This village has a bar and a rural tourism house, but without doubt, the most famous thing in Azqueta is Pablito, one of the most beloved and admired characters on the Camino de Santiago. In a way he is considered the precursor of contemporary pilgrimages.   Pablito Pablito (he dislikes Pablo) is usually waiting for pilgrims on a bench at the entrance to the town. Pablito, a strange character, gives away hazel walking sticks, pumpkins, and scallop shells to the pilgrims marching on route to Santiago. He also reveals all his secrets about his trademark techniques to coordinate the stick with his feet. One rest for every four steps. No more, no less. Back in the 60s Pablito was one of the first people to do the pilgrimage of Santiago by bike. Since then, he has completed the Camino on countless occasions. He himself cannot remember how many.  

The exit from Azqueta, on a path that descends to the right, passes some agricultural buildings to then turn left, to where hikers start the one kilometre ascent to Villamayor de Monjardín. On a narrow and poorly preserved path, surrounded by vineyards. Before reaching the peak on the right hand side, there is a fountain, Fuente de Moros, a few meters before arriving in Villamayor de Monjardín. The XIII fountain (sourced from an underground water reservoir) was built to quench the pilgrims’ thirst. It has been very well preserved.   It should be noted that from Villamayor de Monjardín to Los Arcos (12 km) it is not possible to buy supplies. Pilgrims can only satisfy their thirst at a fountain close to the junction with the road to Urbiola, near the beginning of the journey.  
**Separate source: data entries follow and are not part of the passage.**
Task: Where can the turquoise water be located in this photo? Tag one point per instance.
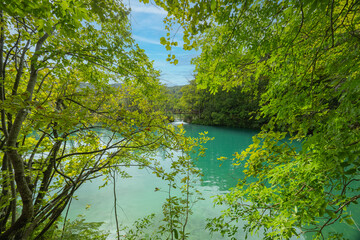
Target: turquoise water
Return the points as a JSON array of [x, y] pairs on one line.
[[137, 198]]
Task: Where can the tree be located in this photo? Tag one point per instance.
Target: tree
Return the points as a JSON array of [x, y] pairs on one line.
[[62, 123], [234, 107], [309, 51]]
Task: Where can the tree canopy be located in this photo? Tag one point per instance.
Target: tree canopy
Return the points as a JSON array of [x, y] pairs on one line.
[[309, 52], [63, 122]]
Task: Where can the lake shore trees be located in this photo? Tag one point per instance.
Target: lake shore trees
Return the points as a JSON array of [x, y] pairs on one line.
[[309, 52], [62, 123]]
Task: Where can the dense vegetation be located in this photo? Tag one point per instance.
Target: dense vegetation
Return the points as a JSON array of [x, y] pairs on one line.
[[310, 53], [235, 108], [79, 100], [58, 59]]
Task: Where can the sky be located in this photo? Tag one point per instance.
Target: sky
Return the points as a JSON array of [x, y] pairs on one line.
[[147, 28]]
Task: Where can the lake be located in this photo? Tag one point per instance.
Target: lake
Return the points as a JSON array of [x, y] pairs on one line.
[[137, 198]]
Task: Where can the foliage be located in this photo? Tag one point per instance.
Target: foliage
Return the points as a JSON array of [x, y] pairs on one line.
[[78, 229], [234, 108], [62, 122], [309, 52]]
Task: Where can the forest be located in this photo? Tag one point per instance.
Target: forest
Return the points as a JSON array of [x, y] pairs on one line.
[[289, 68]]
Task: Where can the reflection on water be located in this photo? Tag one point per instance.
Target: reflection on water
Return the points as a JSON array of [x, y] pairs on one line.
[[137, 197], [226, 142]]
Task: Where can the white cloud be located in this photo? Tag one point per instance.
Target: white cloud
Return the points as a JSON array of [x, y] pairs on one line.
[[146, 40], [137, 7]]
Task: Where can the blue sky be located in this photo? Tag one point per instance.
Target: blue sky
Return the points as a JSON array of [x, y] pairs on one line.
[[148, 27]]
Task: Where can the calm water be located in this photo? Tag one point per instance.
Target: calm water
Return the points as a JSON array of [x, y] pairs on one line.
[[136, 197]]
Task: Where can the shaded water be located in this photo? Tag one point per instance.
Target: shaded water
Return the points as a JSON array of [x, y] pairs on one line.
[[137, 198]]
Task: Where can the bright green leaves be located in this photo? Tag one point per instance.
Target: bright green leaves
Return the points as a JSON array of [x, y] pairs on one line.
[[309, 56]]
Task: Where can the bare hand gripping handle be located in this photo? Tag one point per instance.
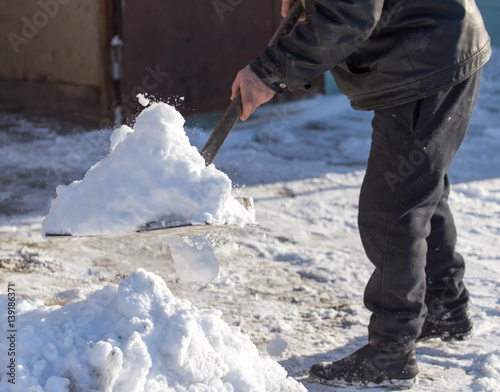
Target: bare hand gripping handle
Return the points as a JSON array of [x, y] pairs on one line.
[[235, 109]]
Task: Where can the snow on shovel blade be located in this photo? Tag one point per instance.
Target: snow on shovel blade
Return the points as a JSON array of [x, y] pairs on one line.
[[157, 229]]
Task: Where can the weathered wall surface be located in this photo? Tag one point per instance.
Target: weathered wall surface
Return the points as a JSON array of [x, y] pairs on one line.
[[51, 54]]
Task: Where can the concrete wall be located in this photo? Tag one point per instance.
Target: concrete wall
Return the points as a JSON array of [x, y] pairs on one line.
[[52, 55]]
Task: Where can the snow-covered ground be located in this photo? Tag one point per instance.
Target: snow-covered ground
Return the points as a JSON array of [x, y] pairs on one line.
[[294, 283]]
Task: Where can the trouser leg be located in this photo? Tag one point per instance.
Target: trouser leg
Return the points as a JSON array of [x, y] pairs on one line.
[[413, 146], [445, 290]]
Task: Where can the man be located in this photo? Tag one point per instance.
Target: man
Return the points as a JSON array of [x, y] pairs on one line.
[[417, 64]]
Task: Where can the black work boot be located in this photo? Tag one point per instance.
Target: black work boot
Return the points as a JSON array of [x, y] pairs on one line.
[[455, 325], [369, 366]]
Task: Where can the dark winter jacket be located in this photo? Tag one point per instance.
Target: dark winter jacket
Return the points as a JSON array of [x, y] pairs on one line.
[[381, 53]]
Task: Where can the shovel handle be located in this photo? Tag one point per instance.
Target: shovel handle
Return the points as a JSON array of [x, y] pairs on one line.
[[235, 108]]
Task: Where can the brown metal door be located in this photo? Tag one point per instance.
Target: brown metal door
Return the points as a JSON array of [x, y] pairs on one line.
[[191, 48]]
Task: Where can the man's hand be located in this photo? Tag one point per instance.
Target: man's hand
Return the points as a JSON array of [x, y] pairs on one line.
[[253, 91], [287, 4]]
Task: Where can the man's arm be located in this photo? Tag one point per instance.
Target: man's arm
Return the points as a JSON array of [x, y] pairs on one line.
[[332, 31]]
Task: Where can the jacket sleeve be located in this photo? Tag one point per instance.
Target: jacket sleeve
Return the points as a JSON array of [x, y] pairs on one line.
[[333, 30]]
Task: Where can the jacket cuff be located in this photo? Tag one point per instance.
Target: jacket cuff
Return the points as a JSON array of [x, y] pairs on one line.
[[268, 77]]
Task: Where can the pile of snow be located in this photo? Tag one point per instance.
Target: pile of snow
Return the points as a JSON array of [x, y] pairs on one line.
[[152, 174], [134, 337]]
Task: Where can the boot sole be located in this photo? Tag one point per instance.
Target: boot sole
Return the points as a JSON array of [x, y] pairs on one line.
[[391, 384], [447, 337]]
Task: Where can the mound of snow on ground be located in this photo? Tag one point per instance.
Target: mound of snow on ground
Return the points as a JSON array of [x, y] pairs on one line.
[[151, 174], [135, 337]]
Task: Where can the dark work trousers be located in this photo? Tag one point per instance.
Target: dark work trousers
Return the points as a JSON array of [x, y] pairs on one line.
[[405, 222]]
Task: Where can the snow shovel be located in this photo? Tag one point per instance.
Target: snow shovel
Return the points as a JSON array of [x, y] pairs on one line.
[[235, 109], [214, 143]]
Descent to Los Arcos As it can be no other way, the exit from Villamayor de Monjardín is a descent down a steep track, adjacent to the vineyards. Once at the foot, the path begins a long straight stretch through the endless fields of Navarra. The only break from monotony is a couple of crossroads, and the agricultural machinery noise from work on nearby farmland and signposts. For some pilgrims it becomes a tedious journey, as the scenery does not change much until the arrival of a pine forest, and very near the end of stage. Others enjoy this walk, well signposted, with favourable terrain on a wide dirt track. "It gives me time to think.,” they say.   In Los Arcos, an old garage has been converted into seating area and welcomes pilgrims before accessing the town centre.  

By bike

Caution should be taken on the way out of Estella as there is heavy traffic. The ascent to Villamayor de Monjardín is complicated. Not excessively long, but some sections are on bad ground. From Villamayor de Monjardían to Los Arcos, the terrain is favourable. At the beginning of the section it crosses a couple of local roads.